De raadsman heeft voorts betoogd dat verdachte, medeverdachte en hun kinderen door de politie schandalig zijn behandeld en dat daarmee het recht op eerbiediging van hun persoonlijke levenssfeer, met name die van de minderjarige kinderen, op grove wijze is geschonden. De rechtbank overweegt dat, zo er door de politie schandalig zou zijn opgetreden, het in de lijn der verwachting had gelegen dat eerder in de procedure hierover zou zijn geklaagd, dan wel dat een klacht hieromtrent zou zijn ingediend bij de politie, het openbaar ministerie of de Nationale Ombudsman. Dat het optreden van de politie toen ter plaatse en daarna in het kader van het verdere onderzoek imponerend is geweest, met name voor de kinderen, zal ongetwijfeld zo zijn, maar dat in casu, gezien de omstandigheden, daarmee een onaanvaardbare inbreuk op het recht op eerbiediging van de persoonlijke levenssfeer heeft plaatsgevonden, is niet gebleken.
Ten aanzien van de overschrijding van de redelijke termijn overweegt de rechtbank dat verdachte na haar eerste verhoor bij de politie in oktober 2013, waarbij zij in verzekering is gesteld, in redelijkheid de verwachting kon hebben dat tegen haar ter zake van overtreding van de Opiumwet een strafvervolging zou worden ingesteld. Op 1 februari 2016 is de zaak aangebracht bij de politierechter die de zaak heeft doorverwezen naar de meervoudige strafkamer. Op 23 maart 2017 is de zaak aangebracht ter terechtzitting van de meervoudige kamer. Uitgangspunt is dat de zaak in eerste aanleg binnen een termijn van twee jaren met een eindvonnis is afgerond, tenzij sprake is van bijzondere omstandigheden. In onderhavige zaak is niet gebleken van dergelijke bijzondere omstandigheden. De rechtbank is derhalve van oordeel dat sprake is van een overschrijding van de redelijke termijn als bedoeld in artikel 6 van het EVRM. Het is vaste jurisprudentie van de Hoge Raad dat overschrijding van de redelijke termijn niet kan leiden tot niet-ontvankelijkheid van het openbaar ministerie. De gevolgen hiervan kan de rechtbank bij een eventuele strafoplegging in aanmerking nemen.
Alles afwegende is de rechtbank van oordeel dat van niet-ontvankelijkverklaring van het openbaar ministerie op basis van de door de raadsman gestelde vormverzuimen op grond van artikel 359a van het Wetboek van Strafvordering geen sprake kan zijn.

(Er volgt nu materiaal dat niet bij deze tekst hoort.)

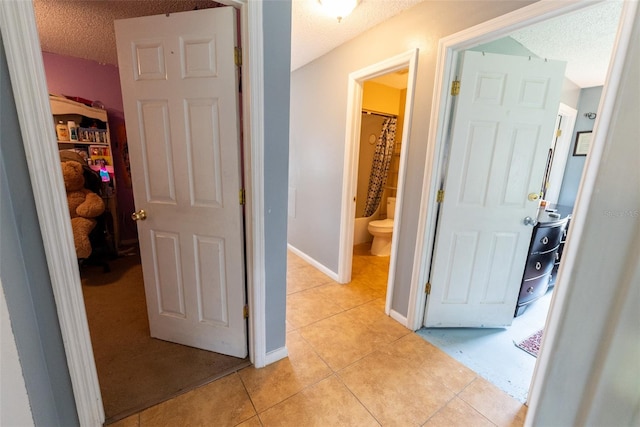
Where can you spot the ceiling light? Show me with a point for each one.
(338, 8)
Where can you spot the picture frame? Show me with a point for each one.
(582, 144)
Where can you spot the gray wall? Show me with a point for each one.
(588, 103)
(318, 121)
(277, 65)
(25, 277)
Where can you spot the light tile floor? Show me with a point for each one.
(349, 365)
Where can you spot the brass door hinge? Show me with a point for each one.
(455, 87)
(237, 56)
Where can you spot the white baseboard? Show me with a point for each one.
(399, 318)
(275, 355)
(313, 262)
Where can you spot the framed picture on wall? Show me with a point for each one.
(583, 142)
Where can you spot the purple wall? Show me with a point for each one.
(87, 79)
(90, 80)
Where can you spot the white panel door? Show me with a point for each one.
(502, 125)
(180, 92)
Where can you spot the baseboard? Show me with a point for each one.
(313, 262)
(275, 355)
(399, 318)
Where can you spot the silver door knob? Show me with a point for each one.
(141, 215)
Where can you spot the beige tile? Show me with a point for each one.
(132, 421)
(396, 394)
(348, 295)
(289, 327)
(500, 408)
(458, 413)
(347, 337)
(224, 402)
(306, 277)
(419, 354)
(327, 403)
(280, 380)
(251, 422)
(306, 307)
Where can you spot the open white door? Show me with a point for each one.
(180, 92)
(502, 125)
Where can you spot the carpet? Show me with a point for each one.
(136, 371)
(531, 344)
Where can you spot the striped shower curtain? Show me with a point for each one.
(380, 167)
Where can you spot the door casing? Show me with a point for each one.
(355, 90)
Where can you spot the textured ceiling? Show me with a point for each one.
(314, 33)
(84, 29)
(584, 39)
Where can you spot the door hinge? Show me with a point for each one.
(455, 87)
(237, 56)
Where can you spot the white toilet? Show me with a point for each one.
(381, 231)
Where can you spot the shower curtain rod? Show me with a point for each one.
(377, 113)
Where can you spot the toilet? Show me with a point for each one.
(381, 230)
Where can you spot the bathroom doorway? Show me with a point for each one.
(378, 93)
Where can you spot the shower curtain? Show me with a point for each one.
(380, 167)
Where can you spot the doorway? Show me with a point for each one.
(125, 355)
(379, 152)
(444, 106)
(406, 61)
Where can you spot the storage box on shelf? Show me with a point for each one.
(90, 138)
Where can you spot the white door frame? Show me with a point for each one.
(24, 58)
(404, 60)
(448, 49)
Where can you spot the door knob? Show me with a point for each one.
(141, 215)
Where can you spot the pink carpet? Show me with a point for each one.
(531, 344)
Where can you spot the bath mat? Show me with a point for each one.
(531, 344)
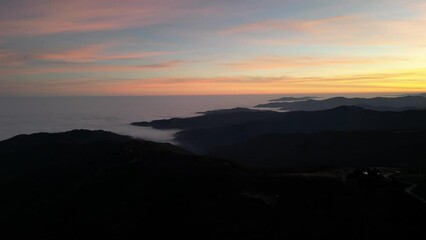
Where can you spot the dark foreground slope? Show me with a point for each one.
(98, 185)
(403, 149)
(232, 127)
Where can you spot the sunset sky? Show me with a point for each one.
(180, 47)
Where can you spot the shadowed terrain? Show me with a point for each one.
(379, 103)
(226, 127)
(99, 185)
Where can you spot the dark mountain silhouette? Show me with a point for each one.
(378, 103)
(211, 130)
(99, 185)
(290, 99)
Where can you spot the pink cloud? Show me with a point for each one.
(85, 68)
(269, 63)
(341, 30)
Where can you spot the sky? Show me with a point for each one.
(199, 47)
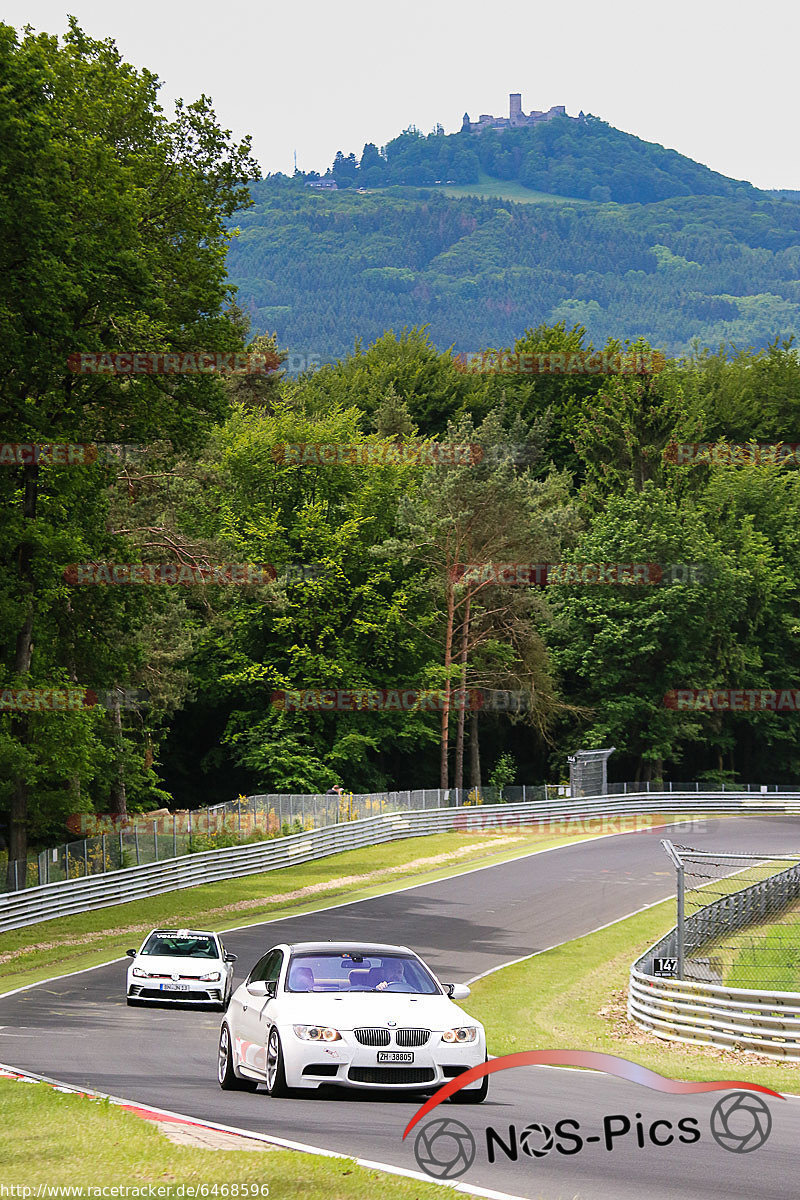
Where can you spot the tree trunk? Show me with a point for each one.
(462, 708)
(474, 751)
(444, 761)
(119, 797)
(19, 725)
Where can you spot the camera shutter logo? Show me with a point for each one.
(740, 1122)
(444, 1149)
(536, 1140)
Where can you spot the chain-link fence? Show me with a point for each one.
(738, 919)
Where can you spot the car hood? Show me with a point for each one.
(373, 1008)
(164, 965)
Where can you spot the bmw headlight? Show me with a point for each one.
(462, 1035)
(317, 1033)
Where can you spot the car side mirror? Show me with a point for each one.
(263, 988)
(457, 990)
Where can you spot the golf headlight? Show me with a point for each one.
(317, 1033)
(462, 1035)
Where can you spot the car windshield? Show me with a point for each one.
(360, 972)
(178, 946)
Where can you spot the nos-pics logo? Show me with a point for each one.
(445, 1149)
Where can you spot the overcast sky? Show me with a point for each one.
(715, 81)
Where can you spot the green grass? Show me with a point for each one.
(505, 190)
(765, 954)
(85, 940)
(771, 960)
(59, 1139)
(573, 997)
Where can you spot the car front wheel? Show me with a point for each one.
(228, 1079)
(276, 1075)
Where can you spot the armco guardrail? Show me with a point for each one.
(708, 1013)
(49, 900)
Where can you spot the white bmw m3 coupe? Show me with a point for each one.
(181, 965)
(348, 1013)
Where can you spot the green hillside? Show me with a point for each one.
(324, 268)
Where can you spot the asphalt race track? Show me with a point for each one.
(79, 1030)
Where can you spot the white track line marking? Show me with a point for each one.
(344, 904)
(283, 1143)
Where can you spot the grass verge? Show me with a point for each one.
(85, 940)
(61, 1139)
(575, 996)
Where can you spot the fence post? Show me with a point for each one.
(681, 952)
(679, 869)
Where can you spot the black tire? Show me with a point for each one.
(473, 1095)
(227, 1078)
(276, 1075)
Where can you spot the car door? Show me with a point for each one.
(253, 1026)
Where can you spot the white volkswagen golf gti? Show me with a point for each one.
(181, 965)
(348, 1013)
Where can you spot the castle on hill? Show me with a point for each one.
(516, 117)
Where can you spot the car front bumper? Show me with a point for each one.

Het is de rechtbank niet gebleken dat de met opsporing of vervolging belaste ambtenaren een ernstige inbreuk hebben gemaakt op beginselen van behoorlijke procesorde waardoor doelbewust of met grove veronachtzaming van de belangen van verdachte en medeverdachte aan hun recht op een eerlijke behandeling van de zaak is tekortgedaan.
Hetgeen hiervoor is overwogen brengt de rechtbank tevens tot het oordeel dat er geen termen zijn om de verbalisanten [naam] en [naam] als getuigen te horen, zoals door de verdediging (voorwaardelijk) is verzocht.
De rechtbank zal in de tweede plaats onderzoeken of het openbaar ministerie heeft gehandeld in strijd met het beginsel van een redelijke en billijke belangenafweging door te beslissen over te gaan tot vervolging van verdachte en medeverdachte. Zij overweegt daaromtrent als volgt.
Voor zover hier van belang is het, ingevolge artikel 3, aanhef en onder B en C van de Opiumwet, verboden om hennep te telen of aanwezig te hebben. Handelen in strijd met dit verbod is strafbaar gesteld in artikel 11 van de Opiumwet. Ten tijde van de vervolging van de tenlastegelegde feiten gold het vervolgingsbeleid van het openbaar ministerie, neergelegd in de Aanwijzing Opiumwet van 1 januari 2013. Voor zover hier van belang is daarin het volgende vermeld: "Het Nederlandse drugsbeleid richt zich op het tegengaan en reduceren van drugsgebruik, zeker voor zover leidend tot gezondheids- en sociale schade, en op het voorkomen en verminderen van de maatschappelijke schade die aan het gebruik van, de productie van en de handel in drugs is verbonden."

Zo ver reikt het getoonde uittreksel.